Pflanzenlexikon

„Es grünt so grün wenn Spaniens Blüten blühen“ heißt es im bekannten Duett in My Fair Lady. Wirkliche Leidenschaft in Sachen Natur spürt man aber angesichts zig-tausender blühender Heilpflanzen in der badischen Rheinebene auf Terra Medica. Bleibt die Frage; „Was grünt denn da eigentlich so grün?“  Unser alphabetisch sortiertes Heilpflanzenlexikon gibt Auskunft:

 

Ackerschachtelhalm


© Foto: H. Zell

Equisetum arvense – Ackerschachtelhalm

Familie: Schachtelhalmgewächse (wiss.: Equisetaceae)

Volkstümliche Namen:

Zinnkraut, Zinngras 

Heute sind sie eher klein und unscheinbar. Doch vor rund 375 Millionen Jahren, im Erdzeitalter Devon, traten die ersten Schachtelhalme als bis zu 30 Meter große Pflanzen auf und bildeten vor allem im Karbon und Perm (358 -252 Mio. Jahre), zusammen mit Riesenfarnen, unendliche Wälder. Die versteinerten Überreste kennen wir als Kohle. Der botanische Name Equisetum setzt sich aus dem lateinischen equus = Pferd und seta = Borste zusammen, arvense kommt vom lateinischen arvum = Acker.

?So sieht er aus:

Die lebenden Zeugen der Urzeit vermehren sich durch Sporen, ganz ohne Blüten.
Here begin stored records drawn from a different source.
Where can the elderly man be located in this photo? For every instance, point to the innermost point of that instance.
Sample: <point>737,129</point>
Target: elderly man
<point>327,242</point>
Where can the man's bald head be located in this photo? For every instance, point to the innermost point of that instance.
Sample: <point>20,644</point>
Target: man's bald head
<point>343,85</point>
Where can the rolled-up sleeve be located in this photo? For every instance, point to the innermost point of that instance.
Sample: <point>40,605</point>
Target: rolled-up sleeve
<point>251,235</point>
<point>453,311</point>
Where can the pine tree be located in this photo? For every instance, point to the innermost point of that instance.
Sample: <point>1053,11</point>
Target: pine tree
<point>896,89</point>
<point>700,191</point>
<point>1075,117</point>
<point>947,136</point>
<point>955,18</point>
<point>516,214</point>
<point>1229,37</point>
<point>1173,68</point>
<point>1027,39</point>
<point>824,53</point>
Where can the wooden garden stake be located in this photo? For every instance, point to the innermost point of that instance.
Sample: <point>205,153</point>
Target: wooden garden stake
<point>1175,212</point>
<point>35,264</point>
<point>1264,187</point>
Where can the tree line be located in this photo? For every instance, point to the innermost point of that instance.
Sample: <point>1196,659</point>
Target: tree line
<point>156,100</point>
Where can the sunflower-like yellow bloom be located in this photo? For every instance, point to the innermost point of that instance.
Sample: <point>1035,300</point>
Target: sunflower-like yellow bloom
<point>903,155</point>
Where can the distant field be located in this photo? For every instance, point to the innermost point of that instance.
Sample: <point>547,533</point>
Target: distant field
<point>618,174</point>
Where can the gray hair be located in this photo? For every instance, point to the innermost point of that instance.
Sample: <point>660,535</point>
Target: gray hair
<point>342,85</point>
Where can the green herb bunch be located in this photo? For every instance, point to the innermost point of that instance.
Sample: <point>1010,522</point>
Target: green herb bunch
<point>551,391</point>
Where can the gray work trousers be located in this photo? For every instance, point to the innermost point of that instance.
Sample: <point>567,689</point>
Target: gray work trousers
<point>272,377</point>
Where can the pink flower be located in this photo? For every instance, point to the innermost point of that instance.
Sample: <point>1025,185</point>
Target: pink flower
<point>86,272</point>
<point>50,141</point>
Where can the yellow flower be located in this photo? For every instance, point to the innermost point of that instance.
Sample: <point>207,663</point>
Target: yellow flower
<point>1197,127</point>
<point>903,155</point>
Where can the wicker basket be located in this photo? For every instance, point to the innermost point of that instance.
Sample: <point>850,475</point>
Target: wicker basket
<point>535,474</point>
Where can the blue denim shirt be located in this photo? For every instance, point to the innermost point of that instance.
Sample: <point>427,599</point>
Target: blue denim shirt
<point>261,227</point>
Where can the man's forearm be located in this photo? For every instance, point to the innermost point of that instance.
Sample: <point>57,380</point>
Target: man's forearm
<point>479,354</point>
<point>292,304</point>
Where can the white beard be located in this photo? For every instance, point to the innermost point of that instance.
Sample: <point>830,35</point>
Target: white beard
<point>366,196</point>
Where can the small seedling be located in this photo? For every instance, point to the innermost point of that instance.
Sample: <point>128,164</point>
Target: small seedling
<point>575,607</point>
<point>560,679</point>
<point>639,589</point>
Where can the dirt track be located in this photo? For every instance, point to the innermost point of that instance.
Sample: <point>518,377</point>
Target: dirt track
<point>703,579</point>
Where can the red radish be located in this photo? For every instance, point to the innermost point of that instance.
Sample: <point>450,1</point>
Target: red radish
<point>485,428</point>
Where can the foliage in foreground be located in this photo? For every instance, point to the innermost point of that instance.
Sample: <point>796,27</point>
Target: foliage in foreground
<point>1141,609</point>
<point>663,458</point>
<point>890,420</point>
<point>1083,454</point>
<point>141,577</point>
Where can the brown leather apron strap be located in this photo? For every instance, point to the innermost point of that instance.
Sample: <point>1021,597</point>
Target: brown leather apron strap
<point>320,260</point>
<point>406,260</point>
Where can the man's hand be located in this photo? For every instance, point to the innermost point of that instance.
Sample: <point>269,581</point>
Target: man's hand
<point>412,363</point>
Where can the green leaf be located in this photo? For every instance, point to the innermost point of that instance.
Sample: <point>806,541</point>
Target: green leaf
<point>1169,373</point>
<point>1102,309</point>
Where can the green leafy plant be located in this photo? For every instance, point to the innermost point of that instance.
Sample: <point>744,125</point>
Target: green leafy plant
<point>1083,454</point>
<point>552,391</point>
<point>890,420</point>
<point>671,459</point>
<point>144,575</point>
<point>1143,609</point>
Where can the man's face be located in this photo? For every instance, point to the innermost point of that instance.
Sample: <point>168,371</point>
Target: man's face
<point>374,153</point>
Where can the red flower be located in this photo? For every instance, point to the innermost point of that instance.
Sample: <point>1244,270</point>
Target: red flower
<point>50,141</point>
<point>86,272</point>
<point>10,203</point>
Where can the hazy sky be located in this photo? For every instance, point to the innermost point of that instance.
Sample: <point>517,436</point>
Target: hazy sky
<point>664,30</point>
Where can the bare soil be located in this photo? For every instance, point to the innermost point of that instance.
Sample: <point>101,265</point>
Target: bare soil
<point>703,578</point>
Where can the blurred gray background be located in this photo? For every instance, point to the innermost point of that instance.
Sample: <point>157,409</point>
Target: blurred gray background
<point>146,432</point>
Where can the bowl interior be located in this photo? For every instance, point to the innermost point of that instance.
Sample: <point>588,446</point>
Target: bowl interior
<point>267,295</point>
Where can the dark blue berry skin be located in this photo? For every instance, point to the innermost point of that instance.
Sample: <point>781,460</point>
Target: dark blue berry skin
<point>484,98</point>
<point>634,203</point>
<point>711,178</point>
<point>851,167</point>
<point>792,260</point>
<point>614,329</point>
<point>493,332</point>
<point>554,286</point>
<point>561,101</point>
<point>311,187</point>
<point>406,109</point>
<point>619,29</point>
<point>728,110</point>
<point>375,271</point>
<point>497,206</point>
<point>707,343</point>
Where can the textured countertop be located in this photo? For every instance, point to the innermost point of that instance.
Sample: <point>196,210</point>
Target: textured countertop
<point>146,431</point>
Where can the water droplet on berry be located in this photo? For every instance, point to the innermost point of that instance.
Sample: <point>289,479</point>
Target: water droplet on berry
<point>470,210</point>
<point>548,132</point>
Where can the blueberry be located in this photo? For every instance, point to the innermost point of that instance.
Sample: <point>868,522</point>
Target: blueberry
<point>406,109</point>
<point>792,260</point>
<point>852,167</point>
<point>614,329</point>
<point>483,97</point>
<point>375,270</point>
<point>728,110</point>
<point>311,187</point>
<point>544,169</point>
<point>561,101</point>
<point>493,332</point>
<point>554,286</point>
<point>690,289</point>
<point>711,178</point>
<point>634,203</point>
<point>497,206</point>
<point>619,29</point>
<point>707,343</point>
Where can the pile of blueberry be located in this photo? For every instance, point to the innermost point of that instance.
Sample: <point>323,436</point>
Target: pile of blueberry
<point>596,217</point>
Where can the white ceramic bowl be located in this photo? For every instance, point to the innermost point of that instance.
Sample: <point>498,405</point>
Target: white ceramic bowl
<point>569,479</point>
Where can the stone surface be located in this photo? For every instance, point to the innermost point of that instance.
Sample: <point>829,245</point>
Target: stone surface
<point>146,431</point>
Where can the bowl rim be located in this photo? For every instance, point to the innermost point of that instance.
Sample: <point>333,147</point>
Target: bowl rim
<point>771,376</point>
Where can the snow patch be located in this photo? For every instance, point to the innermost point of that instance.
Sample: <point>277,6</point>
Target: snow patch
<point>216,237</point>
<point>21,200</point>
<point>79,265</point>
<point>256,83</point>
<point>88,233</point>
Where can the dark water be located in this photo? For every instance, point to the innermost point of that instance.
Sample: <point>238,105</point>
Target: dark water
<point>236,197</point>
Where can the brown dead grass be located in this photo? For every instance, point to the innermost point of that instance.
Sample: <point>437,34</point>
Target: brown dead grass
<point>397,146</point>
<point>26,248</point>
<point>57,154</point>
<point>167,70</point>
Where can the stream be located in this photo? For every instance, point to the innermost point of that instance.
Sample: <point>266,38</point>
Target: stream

Im Frühjahr treibt der etwa 20 Zentimeter hohe, elfenbeinfarbene Stängel mit braunen Zapfen (Sporophyllstände) aus. Darin sitzen die Sporen, die der Wind fortträgt. Der Trieb stirbt darauf hin ab. Im Mai tauchen dann die grünen Sommertriebe auf, die wie Tannenbäumchen aussehen und bis zu 50 Zentimeter groß werden. Der Stängel ist aus einzelnen Gliedern aufgebaut  – wie geschachtelt.

Da wächst er:

Das für Gartenbesitzer und Landwirte lästige Kraut gedeiht auf Wegen und Dämmen, Wiesen und Äckern. Besonders gern hat er lehmige Sandböden.

Seine Wirkstoffe:

Kieselsäure, Kaffeesäurederivate, Nicotin und andere Alkaloide, Flavonoide. .

Sein Geheimnis:

Frische Pflanzen enthalten bis zu 10 Prozent Kieselsäure als winzige Kristalle in der Zellwand. Früher nutzten die Hausfrauen die Poliereigenschaft der Silikate als sanftes Scheuermittel für Zinngeschirr. Daher der deutsche Name Zinnkraut.

Die Bedeutung von Equisetum arvense in der Homöopathie:

Leitsymptome: Typisch ist ein häufiger Harndrang. Die Harnblase fühlt sich immer voll an, auch wenn der Toilettengang erst Minuten her ist. Beim Wasserlassen spüren Equisetum-Patienten einen scharfen, brennenden Schmerz in der Harnröhre.

Hier hilft das homöopathische Arzneimittel: Bewährt hat es sich vor allem bei Nieren- und Blasenerkrankungen wie Blasenentzündungen oder Reizblase.

Die Bedeutung von Equisetum arvense in der Phytotherapie:

Equisetum arvense wird eingesetzt bei entzündlichen Harnwegserkrankungen, Ödemen, und zur unterstützenden Behandlung von schlecht heilenden Wunden.